Le sorgenti sonore
Un modo classico per iniziare lo studio delle sorgenti sonore è impiegare le sorgenti semplici...
Quando ho cominciato ad occuparmi di audio, molti anni fa, la mia passione erano le casse acustiche e non era facile trovare documentazione e libri dai quali imparare. Intendiamoci: oggi con il senno del poi, so che le basi dell’acustica erano già state studiate, scritte e perfettamente descritte. Semplicemente ero troppo giovane per ricercare i titoli e procurarmeli. Non esisteva Internet, non esistevano nemmeno i personal computer. I database, se esistevano, erano cartacei e chissà dov’erano.
Il mio primo lavoro retribuito (si fa per dire) fu proprio in una libreria. Nulla di intellettuale. Si trattava di sgomberare vecchi magazzini di carta ormai da macero e libri obsoleti.

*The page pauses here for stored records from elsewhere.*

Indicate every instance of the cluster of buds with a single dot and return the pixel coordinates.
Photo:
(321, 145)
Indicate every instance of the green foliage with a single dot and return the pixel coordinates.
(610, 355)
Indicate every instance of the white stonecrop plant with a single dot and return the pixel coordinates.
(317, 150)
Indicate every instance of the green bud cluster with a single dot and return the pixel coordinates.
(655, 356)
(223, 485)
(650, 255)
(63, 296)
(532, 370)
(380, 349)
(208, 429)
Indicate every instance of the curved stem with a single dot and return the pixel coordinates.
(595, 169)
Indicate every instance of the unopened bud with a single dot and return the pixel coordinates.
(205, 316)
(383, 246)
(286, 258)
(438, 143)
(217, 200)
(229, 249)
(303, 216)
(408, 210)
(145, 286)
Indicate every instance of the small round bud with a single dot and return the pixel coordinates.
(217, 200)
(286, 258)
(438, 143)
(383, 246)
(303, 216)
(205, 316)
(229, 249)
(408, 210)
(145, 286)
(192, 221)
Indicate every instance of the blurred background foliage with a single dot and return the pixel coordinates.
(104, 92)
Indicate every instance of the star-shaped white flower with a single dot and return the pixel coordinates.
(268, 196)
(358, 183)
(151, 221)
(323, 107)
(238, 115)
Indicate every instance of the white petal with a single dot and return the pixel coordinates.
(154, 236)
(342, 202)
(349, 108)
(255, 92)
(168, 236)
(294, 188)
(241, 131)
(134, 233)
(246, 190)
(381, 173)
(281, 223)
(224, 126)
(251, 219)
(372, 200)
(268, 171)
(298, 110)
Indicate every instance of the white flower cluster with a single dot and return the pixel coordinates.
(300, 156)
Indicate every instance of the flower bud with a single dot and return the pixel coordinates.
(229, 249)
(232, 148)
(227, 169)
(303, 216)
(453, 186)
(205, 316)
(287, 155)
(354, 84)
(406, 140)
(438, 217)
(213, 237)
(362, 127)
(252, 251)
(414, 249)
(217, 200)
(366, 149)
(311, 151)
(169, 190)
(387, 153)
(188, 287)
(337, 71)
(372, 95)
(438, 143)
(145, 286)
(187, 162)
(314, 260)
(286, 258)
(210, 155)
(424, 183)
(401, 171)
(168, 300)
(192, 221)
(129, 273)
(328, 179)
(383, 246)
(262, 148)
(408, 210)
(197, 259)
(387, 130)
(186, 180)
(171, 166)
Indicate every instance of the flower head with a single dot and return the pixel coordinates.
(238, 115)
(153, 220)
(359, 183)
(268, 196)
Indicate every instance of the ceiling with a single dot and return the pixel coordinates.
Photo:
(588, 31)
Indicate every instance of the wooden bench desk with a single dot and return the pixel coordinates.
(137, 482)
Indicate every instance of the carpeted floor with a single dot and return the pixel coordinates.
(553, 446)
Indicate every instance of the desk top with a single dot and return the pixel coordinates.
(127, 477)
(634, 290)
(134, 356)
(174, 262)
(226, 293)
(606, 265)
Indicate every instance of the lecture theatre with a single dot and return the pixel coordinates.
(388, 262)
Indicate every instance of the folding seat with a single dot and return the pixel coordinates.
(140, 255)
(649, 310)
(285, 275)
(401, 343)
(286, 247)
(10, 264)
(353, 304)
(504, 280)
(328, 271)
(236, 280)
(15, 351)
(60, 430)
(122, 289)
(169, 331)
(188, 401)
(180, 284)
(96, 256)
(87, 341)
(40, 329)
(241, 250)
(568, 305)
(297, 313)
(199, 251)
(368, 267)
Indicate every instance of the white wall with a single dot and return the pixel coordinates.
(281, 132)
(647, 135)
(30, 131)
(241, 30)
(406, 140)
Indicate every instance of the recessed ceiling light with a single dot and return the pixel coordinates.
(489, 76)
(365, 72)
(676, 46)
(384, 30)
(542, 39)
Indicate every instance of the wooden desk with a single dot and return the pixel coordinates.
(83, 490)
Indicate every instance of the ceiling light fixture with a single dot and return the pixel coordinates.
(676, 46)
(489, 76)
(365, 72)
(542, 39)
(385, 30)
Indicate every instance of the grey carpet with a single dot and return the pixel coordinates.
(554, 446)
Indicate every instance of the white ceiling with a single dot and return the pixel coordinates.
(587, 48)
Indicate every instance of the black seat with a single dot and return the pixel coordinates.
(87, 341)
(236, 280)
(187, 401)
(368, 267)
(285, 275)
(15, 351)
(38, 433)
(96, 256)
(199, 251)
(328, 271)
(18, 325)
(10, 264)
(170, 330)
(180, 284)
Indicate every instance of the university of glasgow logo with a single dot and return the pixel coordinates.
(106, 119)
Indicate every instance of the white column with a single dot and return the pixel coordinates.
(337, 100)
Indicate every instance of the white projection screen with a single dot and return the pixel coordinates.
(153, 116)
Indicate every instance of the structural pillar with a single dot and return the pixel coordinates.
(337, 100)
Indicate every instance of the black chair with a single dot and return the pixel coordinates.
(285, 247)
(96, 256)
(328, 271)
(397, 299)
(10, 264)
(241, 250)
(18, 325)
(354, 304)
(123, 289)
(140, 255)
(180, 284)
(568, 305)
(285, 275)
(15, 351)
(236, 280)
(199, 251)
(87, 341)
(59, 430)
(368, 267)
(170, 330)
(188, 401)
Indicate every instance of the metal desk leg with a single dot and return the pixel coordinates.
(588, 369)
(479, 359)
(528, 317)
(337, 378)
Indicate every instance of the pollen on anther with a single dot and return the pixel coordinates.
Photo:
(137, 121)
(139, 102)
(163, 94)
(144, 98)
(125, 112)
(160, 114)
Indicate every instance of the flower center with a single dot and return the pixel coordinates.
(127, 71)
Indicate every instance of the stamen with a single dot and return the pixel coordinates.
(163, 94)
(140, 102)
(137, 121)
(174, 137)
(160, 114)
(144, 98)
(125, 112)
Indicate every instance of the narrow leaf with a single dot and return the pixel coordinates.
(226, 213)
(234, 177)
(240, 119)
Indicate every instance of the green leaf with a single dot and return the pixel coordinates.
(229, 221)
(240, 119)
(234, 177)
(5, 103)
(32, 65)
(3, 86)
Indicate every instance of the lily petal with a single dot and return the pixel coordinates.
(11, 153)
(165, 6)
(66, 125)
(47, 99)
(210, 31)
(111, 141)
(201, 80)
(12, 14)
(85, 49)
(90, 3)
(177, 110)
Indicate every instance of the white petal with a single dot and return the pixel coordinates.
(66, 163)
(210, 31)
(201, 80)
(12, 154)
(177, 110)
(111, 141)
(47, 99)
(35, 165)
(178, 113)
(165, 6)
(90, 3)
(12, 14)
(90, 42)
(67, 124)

Con l’aiuto del capo commesso e dei suoi cataloghi, scoprii ben presto che in Italiano sulle casse acustiche esisteva poco o nulla. Provai a scrivere, quasi a casaccio, lettere a case editrici estere che nemmeno rispondevano. Trovai qualcosa in francese sulle trombe e mia madre mi aiutava a tradurre. Va tenuto presente che l’HI-FI era solo agli inizi di quello che si rivelò poi un fenomeno di mercato gigantesco. Comunque, anche successivamente, in pieno boom, l’unica fonte italica furono – e credo siano ancora un caso unico – la serie dei bellissimi libri di Paolo Viappiani.
Tornando ai primi tempi, più grandicello, alla Davoli, Emilio Spaggiari dell’ufficio tecnico mi mostrò una raccolta di Wireless World che mi tolse il fiato. Lessi tra l’altro gli articoli di Sir Sigfried Linkwitz, ingegnere alla Hewlett & Packard, che, volendo costruirsi lo stereo di casa, affrontava uno di seguito all’altro alcuni argomenti fondamentali, compresa la teoria dei filtri ed inezie quali l’allineamento temporale delle sorgenti di emissione. Non ho più nemmeno le fotocopie di quegli articoli, ma credo fossero del 1969. Molti anni più tardi, quando incontrai Chas Brooke e Nigel Olliff della BSS, quelle letture mi aiutarono non poco nell’inizio di un rapporto, di lavoro prima e di amicizia poi, che fortunatamente dura ancora oggi. BSS – doveroso ricordare e citare Stan Gould, il terzo elemento – aveva infatti già proposto ed imposto come standard mondiale di fatto i filtri Linkwitz-Riley 24 dB/oct per gli utilizzi professionali. Tutti i maggiori costruttori di casse approvarono ed adottarono con entusiasmo la proposta della BSS per solidissime ragioni teoriche e pratiche. È interessante notare come allora, su semplice base scientifica, tutti si allinearono sulla stessa scelta: decisamente, altri tempi.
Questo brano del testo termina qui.